Версия о том, что Форпоста Ара предал свою метрополию, как-то не очень сочеталась с тем, что он передал свой Домашний Камень сюда на сохранение. Поэтому в самом Аре были распространены слухи о том, что камень предположительно был послан в качестве вызова и отказа от прежней клятвы, сопровождавшихся воображаемым принятием нового Домашнего Камня, которым их наградили косианцы. Понятное дело, что это вызвало еще больший гнев в Аре, и теперь прежний Домашний Камень Форпоста Ара ежедневно на определенное время публично выставлялся напоказ. Это происходило на проспекте около Центральной Башни. Цель этого показа состояла в том, чтобы позволить гражданам Ара, если они того желали, выразить свое презрение этому камню, оскорбить его плевками, пинками и прочими действиями.
— Камень хорошо охраняют, — напомнил я.
Это мы установили сегодня утром. После этого мы прогулялись в переулок Рабских Борделей Людмиллы, неподалеку от которого находится инсула Ачиатэса. В саму инсулу я конечно не заходил, но задал пару наводящих вопросов поблизости он нее. Тех, кто меня интересовали, очевидно здесь больше не было. Причем я воздержался приставать с расспросами к очевидным бездельникам, ошивавшимся около инсулы. Вернувшись вместе с Марком и Фебой на это место позднее, я обнаружил там все тех же людей. Не трудно было догадаться, что бездельниками они были мнимыми, и что занимались они вполне конкретным делом. Например, неподалеку от инсулы сидел уличный торговец, разложивший на покрывале всякую мелочевку. Конечно, я не знал наверняка, был ли это один из тех, кто вел наблюдение за домом, или нет. Впрочем, это для меня не имело особого значения. Обычно в таких случаях выставляются как минимум два человека, чтобы пока один держит наблюдение, другой мог бы доложить начальству о происшествии. Насколько я знал, пока еще никто не знал о том, что я прибыл в окрестности Ара. Но я знал так же и то, что здесь хватало тех, кто мог бы опознать меня. В последний раз я побывал в Аре, доставив сюда письма регенту Гнею Лелиусу, переданные мне Дитрихом из Тарнбурга в Торкадино. А чуть позже мне пришлось доставлять сообщение уже от самого Гнея Лелиуса в Форпост Ара командующему его обороной Амилиану. Правда это сообщение оказалось поддельным и чуть не стоило мне жизни, поскольку идентифицировало меня как шпиона и врага представлявшего опасность для Ара. Хотя скорее я представлял угрозу для заговорщиков и их планов. Я до сих пор затруднялся ответить, был ли вовлечен в заговор сам регент. Я подозревал, что, скорее всего, нет. Зато, основываясь на информации, полученной мною в зимнем лагере армии Ара под Хольмеском, я знал имя одного из высокопоставленных предателей, как раз сейчас находившегося в городе. Им оказался генерал Серемидий с Тироса. Кроме того, секретная переписка, добытая мною ранее в Брундизиуме, и расшифрованная одним Игроком, дала мне, по крайней мере, еще одно имя, женское. Ту женщину звали Талена, когда-то она была дочерью Марленуса из Ара, пока тот от нее не отрекся. Но вот теперь, насколько я знаю, ее авторитет в городе уверенно шел в гору.

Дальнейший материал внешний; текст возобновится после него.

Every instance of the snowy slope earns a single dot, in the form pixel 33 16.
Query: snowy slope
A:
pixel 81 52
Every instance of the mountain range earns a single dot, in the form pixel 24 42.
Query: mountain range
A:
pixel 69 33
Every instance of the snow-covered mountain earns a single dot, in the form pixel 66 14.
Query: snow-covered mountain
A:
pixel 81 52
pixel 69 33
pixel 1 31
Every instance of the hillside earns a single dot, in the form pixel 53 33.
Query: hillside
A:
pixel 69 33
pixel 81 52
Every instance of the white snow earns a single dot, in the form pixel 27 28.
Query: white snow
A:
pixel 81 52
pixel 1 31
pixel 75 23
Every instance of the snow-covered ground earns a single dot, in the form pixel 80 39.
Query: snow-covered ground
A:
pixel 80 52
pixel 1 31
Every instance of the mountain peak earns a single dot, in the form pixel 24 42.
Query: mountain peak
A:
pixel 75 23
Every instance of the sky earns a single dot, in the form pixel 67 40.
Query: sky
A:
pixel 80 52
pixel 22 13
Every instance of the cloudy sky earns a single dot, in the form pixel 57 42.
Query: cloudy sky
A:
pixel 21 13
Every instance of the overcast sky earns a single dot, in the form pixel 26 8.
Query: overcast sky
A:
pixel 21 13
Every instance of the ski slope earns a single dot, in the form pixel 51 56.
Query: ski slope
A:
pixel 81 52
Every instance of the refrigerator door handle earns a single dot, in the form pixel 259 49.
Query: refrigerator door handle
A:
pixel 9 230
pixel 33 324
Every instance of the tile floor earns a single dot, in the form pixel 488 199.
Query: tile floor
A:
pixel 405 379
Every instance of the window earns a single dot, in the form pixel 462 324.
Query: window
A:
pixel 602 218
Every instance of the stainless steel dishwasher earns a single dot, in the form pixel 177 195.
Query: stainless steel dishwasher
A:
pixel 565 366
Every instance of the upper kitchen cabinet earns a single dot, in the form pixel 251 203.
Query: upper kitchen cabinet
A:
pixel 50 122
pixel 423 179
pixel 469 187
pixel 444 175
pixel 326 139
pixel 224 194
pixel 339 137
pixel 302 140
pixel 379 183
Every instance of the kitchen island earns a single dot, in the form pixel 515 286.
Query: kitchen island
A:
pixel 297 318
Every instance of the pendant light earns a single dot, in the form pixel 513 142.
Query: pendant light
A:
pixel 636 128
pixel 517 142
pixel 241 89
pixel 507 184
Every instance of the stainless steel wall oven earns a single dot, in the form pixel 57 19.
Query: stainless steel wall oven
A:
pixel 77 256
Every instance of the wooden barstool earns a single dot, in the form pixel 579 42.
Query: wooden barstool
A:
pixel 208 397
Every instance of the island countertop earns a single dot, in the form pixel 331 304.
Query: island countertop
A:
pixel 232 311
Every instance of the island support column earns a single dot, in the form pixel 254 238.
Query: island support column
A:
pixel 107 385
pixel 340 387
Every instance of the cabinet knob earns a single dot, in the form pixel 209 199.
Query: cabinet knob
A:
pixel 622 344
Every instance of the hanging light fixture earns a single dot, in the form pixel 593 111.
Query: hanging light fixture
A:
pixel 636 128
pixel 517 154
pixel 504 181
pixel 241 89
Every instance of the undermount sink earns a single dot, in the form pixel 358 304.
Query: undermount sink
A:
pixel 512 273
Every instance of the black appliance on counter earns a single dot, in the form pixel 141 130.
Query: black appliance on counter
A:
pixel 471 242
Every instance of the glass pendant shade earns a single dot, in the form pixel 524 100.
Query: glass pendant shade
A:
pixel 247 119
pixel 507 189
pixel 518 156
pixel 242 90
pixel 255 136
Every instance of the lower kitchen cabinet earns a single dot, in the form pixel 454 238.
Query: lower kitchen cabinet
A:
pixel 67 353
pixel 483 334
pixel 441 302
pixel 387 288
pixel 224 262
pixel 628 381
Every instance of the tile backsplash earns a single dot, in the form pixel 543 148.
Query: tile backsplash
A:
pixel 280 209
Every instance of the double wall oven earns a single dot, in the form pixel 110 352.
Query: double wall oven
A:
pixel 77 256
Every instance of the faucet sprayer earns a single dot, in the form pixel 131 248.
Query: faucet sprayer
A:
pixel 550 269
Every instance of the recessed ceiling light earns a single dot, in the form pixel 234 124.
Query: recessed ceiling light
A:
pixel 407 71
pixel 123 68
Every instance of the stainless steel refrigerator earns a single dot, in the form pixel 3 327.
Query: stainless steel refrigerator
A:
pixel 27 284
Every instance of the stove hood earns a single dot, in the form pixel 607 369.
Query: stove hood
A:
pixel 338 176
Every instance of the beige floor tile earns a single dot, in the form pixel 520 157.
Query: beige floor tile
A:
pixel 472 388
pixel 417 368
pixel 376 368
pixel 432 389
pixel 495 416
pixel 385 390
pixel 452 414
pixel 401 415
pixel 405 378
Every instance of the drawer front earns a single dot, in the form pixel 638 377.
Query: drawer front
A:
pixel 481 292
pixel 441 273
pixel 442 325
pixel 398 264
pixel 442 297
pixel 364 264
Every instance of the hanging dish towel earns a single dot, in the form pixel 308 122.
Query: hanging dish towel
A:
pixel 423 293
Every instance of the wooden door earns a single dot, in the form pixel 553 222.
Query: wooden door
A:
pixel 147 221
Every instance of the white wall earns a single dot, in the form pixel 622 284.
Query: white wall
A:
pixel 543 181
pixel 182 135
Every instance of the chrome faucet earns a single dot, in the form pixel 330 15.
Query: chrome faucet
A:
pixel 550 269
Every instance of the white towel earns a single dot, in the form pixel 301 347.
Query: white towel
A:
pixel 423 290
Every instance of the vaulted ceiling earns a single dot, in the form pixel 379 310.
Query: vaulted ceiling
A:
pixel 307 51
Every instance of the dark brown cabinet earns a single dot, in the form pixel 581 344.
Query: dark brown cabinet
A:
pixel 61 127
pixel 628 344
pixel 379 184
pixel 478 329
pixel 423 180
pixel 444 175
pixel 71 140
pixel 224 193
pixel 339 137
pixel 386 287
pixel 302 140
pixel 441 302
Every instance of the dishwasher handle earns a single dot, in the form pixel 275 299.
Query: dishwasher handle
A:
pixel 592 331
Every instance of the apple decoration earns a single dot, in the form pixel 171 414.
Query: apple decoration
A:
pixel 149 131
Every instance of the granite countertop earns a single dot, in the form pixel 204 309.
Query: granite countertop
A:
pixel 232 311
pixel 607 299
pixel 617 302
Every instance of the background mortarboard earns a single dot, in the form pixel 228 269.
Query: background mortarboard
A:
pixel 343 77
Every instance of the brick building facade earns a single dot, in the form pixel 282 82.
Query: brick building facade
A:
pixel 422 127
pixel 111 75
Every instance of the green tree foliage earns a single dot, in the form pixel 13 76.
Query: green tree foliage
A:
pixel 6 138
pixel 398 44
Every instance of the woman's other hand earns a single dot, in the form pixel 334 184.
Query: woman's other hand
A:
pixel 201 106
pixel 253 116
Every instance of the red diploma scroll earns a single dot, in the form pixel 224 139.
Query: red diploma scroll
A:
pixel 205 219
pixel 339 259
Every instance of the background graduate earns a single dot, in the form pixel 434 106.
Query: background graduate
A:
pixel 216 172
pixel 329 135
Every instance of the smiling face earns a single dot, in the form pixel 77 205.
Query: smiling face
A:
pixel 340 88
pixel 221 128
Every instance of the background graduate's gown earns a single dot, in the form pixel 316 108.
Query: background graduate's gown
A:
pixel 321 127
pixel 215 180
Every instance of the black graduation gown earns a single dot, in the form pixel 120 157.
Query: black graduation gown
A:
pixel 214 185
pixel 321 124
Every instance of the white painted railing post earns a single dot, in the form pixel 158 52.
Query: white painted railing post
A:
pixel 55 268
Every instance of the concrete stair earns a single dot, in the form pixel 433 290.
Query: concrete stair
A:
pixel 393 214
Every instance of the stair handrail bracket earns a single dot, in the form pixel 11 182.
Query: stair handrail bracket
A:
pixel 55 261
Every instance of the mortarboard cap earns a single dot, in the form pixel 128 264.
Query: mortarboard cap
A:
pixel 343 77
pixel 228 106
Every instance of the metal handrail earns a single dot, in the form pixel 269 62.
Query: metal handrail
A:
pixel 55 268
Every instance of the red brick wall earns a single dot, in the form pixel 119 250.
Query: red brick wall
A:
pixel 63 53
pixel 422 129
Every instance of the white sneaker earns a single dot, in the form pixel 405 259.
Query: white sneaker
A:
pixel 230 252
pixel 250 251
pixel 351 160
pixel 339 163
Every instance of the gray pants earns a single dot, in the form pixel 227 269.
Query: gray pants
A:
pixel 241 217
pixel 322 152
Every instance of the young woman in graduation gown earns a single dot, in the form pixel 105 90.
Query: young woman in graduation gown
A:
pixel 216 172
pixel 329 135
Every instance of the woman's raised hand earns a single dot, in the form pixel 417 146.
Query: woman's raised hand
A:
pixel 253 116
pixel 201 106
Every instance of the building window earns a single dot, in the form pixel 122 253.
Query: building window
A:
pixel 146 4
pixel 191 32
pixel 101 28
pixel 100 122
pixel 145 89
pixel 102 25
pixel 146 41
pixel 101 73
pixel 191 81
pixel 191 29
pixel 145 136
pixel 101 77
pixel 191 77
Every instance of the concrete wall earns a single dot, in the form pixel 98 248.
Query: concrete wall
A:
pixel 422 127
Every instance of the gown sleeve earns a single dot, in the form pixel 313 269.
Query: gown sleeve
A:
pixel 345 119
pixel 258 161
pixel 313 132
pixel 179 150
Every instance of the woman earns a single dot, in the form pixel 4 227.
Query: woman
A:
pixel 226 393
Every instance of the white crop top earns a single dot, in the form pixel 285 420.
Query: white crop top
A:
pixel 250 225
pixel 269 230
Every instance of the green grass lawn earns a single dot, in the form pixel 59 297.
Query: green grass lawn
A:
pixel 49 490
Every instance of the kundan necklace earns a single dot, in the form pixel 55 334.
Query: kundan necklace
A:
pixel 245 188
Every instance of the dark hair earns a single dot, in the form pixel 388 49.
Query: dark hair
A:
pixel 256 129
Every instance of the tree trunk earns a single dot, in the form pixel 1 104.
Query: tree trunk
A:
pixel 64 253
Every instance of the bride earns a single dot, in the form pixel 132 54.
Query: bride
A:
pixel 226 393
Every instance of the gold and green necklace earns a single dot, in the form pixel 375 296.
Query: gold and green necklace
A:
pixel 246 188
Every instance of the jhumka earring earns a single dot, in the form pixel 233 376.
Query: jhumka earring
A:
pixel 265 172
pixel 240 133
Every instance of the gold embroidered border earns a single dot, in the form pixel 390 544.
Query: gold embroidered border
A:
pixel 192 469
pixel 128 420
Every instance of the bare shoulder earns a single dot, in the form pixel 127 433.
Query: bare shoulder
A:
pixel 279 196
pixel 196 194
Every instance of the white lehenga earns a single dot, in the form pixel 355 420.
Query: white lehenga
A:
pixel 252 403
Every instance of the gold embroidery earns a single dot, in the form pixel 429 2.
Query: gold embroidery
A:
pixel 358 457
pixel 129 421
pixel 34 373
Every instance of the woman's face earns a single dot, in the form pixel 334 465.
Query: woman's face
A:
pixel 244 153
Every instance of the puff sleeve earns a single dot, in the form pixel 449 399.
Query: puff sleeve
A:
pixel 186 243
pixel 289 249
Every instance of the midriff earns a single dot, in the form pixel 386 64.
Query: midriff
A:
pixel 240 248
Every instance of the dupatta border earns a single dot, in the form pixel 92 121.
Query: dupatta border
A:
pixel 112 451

— Я отлично понимаю, — сказал Марк, — что камень под надежной охраной.
— Тогда выкинь из головы свои безумные планы, — посоветовал я ему.
— Ни за что, — уперся воин.
— У тебя нет шансов заполучать этот камень, — предупредил я.
— Кажется, Ты сам пришел в Ар имея цель еще менее осуществимую? — напомнил он мне, вынудив замолчать.
Феба, конечно, не понимала смысла нашей беседы, поскольку мы никогда не обсуждали при ней своих планов. В конце концов, она была простой рабыней, а таковых принять держать в неведении. Пусть они служат и ублажают. Большего от них не требуется.
— Ну что? — с улыбкой осведомился Марк.
Я не стал отвечать на его выпад. Перед моим глазами стояла женщина, теперь вдруг ставшая очень важной особой в Аре, к которой я когда-то давно имел неосторожность питать слабость. Ровно до того момента, пока эта тщеславная гордячка, полагая, что я превратился в беспомощного хромого калеку, не вылила на меня свое презрение и насмешки. Теперь я думал о ней только с точки зрения цепей. Конечно, получить ее было практически невозможно. И все же, тем или иным способом, несмотря на все трудности, я должен был получить ее. Причем я даже не планировал оставлять ее себе, скорее, в мои намерения входило в качестве жеста, просто избавиться от нее, подарив или продав как самую низкую из рабынь.
— Понятно, — кивнул Марк, заметив мое состояние.
— Господин? — окликнула его Феба, продолжая крутиться перед ним в своем наряде.
— Да, — признал мой друг, — Ты очень соблазнительно выглядишь.
— Спасибо, Господин, — поблагодарила она, — за то, что дали мне одежду.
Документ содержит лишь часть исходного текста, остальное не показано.